Monday, August 27, 2012

Poverty and National Party Conventions



I brought the church van to her house in our neighborhood. She and her five children needed to get out of the house in the middle of the afternoon while her boyfriend was out looking for some drugs. The one hundred year-old wood frame house was falling apart. The front door was only partially on its hinges and most of the windows were either broken or missing. The house stank. While the electricity was on, neither a single fixture nor outlet was safe. About a year later, when another family was in the house, it burned to the ground.
On this particular summer afternoon we loaded the van with all the clothes worth saving, along with some personal items. I stored them in the basement of the church, away from the sight of church members, lest expose her to embarrassment. She found a shelter, and eventually got herself on her feet. Her children today, are at many different levels of health, mentally and physically. Thousands of Detroiters live this life every day. Millions are in similar situations all across urban and rural America. What is going to happen when these millions of Americans realize they are a growing minority, perhaps future majority, stop working just to survive, and revolt against a nation that does not have their interests in mind?
As the transfer of wealth from poor and middle class to rich increases in size and scope never seen before, our national leaders have grown incapable of speaking the word, “poverty.” If we hear it even once at either of the national party conventions this year it will be a shock. At the same time, right wing Christian leaders give these same national political leaders cover by keeping them focused on issues like opposition to gay marriage, abortion, wars against contraception, blaming women for rape, attacking Islam and making up fake causes like battles for religious freedom. (By the way, all of these causes raise both the politicians and the religious right huge sums of money.) Meanwhile, they use tiny portions of vast resources to start conscience soothing food pantries while ignoring the root causes of poverty and the growing power of the super rich.

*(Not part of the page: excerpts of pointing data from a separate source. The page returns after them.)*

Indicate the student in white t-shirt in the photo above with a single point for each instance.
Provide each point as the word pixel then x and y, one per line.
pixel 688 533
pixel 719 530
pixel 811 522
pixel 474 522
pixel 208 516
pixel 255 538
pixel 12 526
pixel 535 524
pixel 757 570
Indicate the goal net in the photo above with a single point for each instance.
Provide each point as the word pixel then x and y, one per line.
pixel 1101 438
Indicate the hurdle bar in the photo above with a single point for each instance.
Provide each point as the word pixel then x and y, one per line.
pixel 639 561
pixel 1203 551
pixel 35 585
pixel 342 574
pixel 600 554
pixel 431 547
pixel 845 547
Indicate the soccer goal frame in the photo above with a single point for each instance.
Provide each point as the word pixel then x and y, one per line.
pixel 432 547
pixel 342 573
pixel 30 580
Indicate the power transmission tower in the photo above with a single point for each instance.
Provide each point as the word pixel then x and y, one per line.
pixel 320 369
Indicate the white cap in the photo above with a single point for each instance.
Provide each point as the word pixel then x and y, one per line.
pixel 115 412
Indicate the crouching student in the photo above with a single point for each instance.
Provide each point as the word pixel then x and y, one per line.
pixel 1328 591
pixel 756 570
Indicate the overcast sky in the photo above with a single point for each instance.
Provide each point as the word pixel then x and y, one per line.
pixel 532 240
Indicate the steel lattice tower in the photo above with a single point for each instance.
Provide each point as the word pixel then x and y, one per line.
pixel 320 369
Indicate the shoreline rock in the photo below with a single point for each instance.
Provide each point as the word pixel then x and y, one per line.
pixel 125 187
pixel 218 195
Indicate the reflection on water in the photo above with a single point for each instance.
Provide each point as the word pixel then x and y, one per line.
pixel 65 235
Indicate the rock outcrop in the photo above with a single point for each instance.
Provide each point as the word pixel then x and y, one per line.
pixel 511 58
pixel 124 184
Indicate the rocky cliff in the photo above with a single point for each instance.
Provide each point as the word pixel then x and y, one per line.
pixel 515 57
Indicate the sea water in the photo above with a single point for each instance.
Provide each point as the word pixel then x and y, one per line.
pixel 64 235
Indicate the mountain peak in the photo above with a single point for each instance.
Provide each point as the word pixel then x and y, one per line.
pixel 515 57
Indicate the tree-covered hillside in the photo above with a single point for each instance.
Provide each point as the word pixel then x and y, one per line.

The Christian right may be damning itself to hell, but the rest of the country does not need to go with it. Christian history and theology is founded on building power for those on the outside. Jesus, the embodiment of God on earth, went to the places of deepest division and not only brought healing, but gave power to those who never had it before. When the empire of Rome took everything away from them, Jesus gave it back.
Make no mistake about it; the number of outsiders is growing. While the major parties speak about the middle class, shrinking from sixty three to fifty-one percent of the population over the past two decades, they must also speak about the poor. As voter suppression through de facto poll taxes, the purging of voter records and unconstitutional targeting of communities of color grows, so will the anger.
            When the economic and political elites of Detroit got together to begin to address poverty and the disempowerment of its citizens, their most creative solution was the building of casinos. The casinos further drain our local wealth and add to the poverty in our neighborhood. The powers that be did not come to the citizens of our community offering expertise on Swiss bank accounts, advice on starting a superpac nor an outline to start a ponzi scheme. Most of us stopped believing in our economic and political leaders years ago.
Our nation’s history says we only prosper when we expand and not contract ourselves. Ironically, it is also the message of Jesus. We prosper when we expand the inner circle and the number of people connected to the resources of our economy, our political system and our educational institutions. It is happening outside of traditional structures. In Detroit and elsewhere we are building our own businesses, at the beginning edge of creating our own food supplies and at the very start of bringing together communal interests at a large scale. Those living with low incomes have always done this. People of color, women, the LGBT community, communities of the disabled and many more outsiders have always been the creative centers of survival and hope. However, as the numbers of outsiders grows, so does our willingness to work together and form new partnerships, perhaps more than we have seen before this generation. Micro-development, the building of local power and resources, will be the key to the next generation’s building of wealth in communities of low income.
            The poor, such as the woman who fled her own home that summer day, will have their power. It may take a generation or two, but as Dr. King reminded us, the arc of the moral universe bends, and it bends toward justice. Will justice come through the working together of community, the leaders and the people they serve, or will it come with non-violent or violent revolution? We have not hit rock bottom yet. As wealth continues to be distributed from the poor to the wealthy, people are beginning to wake up. It may take another generation or two, but if we continue on this trajectory, revolution will come and it will change America forever. The need for a President Franklin Delano Roosevelt or Lyndon Baines Johnson is necessary. Their commitment to addressing poverty and strengthening the power of those falling through the safety nets saved America in their respective generations. Anything less than such a commitment from the major parties and their candidates for any office will leave those on the outside wanting. So far, the party conventions appear to be a repetitive exercise of political masturbation, a lot of noise and excitement without touching a single person and producing no results. The future of America is held in tension, and if things keep heading in the direction they are, those of us preaching nonviolence and peace in communities of poverty will soon lose all authority, and maybe we should.